25 Things
So far NOBODY has targeted me for that “Write 25 things about yourself” meme that’s sweeping Facebook. Well that’s fine, I don’t mind at all that NOBODY OUT THERE HAS THOUGHT OF ME. No I’m fine it’s just something in my eye…sniff!
Here’s my 25 Things. Use them at your peril.
1) I have never owned an Xbox, but I wrote for the Official magazine for like 3 years. Oops!
2) Nothing on this planet annoys me more than people who don’t use their talent because of their laziness, apathy or insecurities. Jesus people most of us have, what, ten years tops to make a mark on the world and you’re sitting on the couch watching the game? GET TO WORK.

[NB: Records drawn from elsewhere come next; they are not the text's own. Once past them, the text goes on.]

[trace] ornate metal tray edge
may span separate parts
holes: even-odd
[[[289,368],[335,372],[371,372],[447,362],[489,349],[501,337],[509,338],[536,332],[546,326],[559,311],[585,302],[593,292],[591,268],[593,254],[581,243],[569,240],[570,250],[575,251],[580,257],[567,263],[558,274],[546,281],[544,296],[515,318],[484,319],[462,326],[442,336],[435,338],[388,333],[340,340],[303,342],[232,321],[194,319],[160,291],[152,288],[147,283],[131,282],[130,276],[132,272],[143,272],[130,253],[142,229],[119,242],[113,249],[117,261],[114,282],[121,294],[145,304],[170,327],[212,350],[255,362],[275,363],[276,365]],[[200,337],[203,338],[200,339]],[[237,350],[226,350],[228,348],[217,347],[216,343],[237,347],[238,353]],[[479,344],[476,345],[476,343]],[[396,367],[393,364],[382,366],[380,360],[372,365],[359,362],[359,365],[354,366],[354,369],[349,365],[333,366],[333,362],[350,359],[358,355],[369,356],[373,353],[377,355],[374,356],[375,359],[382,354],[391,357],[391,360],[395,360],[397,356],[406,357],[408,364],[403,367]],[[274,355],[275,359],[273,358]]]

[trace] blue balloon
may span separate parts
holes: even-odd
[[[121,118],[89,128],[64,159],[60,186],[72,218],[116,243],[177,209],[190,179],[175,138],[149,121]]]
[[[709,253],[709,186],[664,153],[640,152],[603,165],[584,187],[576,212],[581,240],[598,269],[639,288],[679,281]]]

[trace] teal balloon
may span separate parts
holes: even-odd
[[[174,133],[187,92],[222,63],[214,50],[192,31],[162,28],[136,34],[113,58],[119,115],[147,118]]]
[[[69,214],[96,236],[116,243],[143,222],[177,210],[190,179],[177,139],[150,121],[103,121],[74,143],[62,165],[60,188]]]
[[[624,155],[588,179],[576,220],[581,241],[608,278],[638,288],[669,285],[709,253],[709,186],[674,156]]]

3) If you’ve ever talked to me on the telephone then you should know that I hate, hate, hate being on the telephone. Detest it with a firey passion usually reserved for my equally irrational source of hate and bitterness, Philip Seymour Hoffman.
4) Oh man, don’t even get me started about Philp Seymour Hoffman. His continued existence just bugs me like a nasty case of dandruff. GET OUT OF MY TELEVISION / SCALP, PHILIP SEYMOUR HOFFMAN.
5) So far none of my television appearances have made me famous. Neither have my internet ones. What’s a guy got to do to get famous around here?
6) I am incredibly lucky to have the life I have and I hope the people who enable me to have said life know that I appreciate it.
7) It’s been a year since I decided to throw myself back into the world of comics and I’ve had an absolute blast so far. I am kicking myself for giving up on them so many times before. The distribution issue always managed to thwart any attempt at getting any momentum going. The web really doesn’t have that issue.
8 – I think I’m pretty good at my day job, but truth be told still don’t know exactly how I got it.
9) I don’t cook nearly as well as my wife thinks I do.
10) No matter what I’m doing or how many side projects are going on I still can’t get rid of the feeling that I’m being lazy or not doing enough. There’s always five more projects to be doing or five more friends to be seeing or five more things I could be doing for my wife.
11) Conversely I can’t say no to anything. Want me to write a book? Sure. Want me to do a guest strip? I’m there. Want me volunteers for your yak shaving contest? Sign me up. It’s a sickness.
12) Making video games all day is good fun but nowhere near as much fun as people think it is. It’s a lot of paperwork and compromise and having to argue about your creative decisions. Having a game you helped make sit on the store shelf is awesomely cool though. (Not so hot seeing it in the second hand area a week later, but hey!)
13) There’s this giant ticking LED clock above my head for the past 20 years and it’s ticking down and I don’t know how much time there is left so I have to finish this list so I can move onto the next thing like NOW GO GO GO
14) Still can’t listen to The Clouds any more, despite them ostinsibly being my favourite band of all time. Sorry. Just can’t do it any more.
15) My time on the radio wasn’t much better than my time on television, but it did help me tick off another medium to appear on. Oh, Podcasts, I’ve done them too. Next: Hollywood movies starring Alyson Hannigan.
16) I still stand firm that Tunnels And Trolls is better than Dungeons and Dragons. You could play it by yourself, which got me through high school lunch breaks just fine. Yes, I was such a geek that not even the Dungeons and Dragons nerds would hang out with me.
17) I’m so old that we only had one computer in our school, and you had to be in the top maths class to use it. This baffled me, since I sucked at maths and was somehow able to operate my Commodore 64 just fine at home.
18) Actually in the last year of school they got a heap of giant laptops. I think I stole one. I have no idea why I did it, and have less of an idea why I didn’t remember that until just now. What the heck did I do with it?
18) The things I would do with Ben Affleck if left to our own devices can’t even be put into words.
19) I could really do with some chocolate milk right now.
20) Tinitus is a pain in the ass, figuratively speaking. Imagine someone blowing a whistle right next to your ear 24 hours a day 7 days a week, 364 days a year (he doesn’t work on Good Friday). It drove me mad until I learned to drone it out with a specific blend of early ’90s indie rock music.
21) I stand firm on the idea that they stopped making music after July 21, 1997. They stopped making video games after 1994 too.
22) I really hope Plant-Man takes off, or at least, does alright. It needs more promotion but lord it makes me happy to draw and write. I hope you like it.
23) I spent the last half hour trying to think of what my perfect day would be, but couldn’t. I guess it hasn’t happened yet?
24) I think it’s so cute that people think I want to know about their stuff.
25) If I could go back in time fifteen years ago I’d tell myself “dude, you’re awesome. Keep going exactly how you’re going” and then play some Super Nintendo.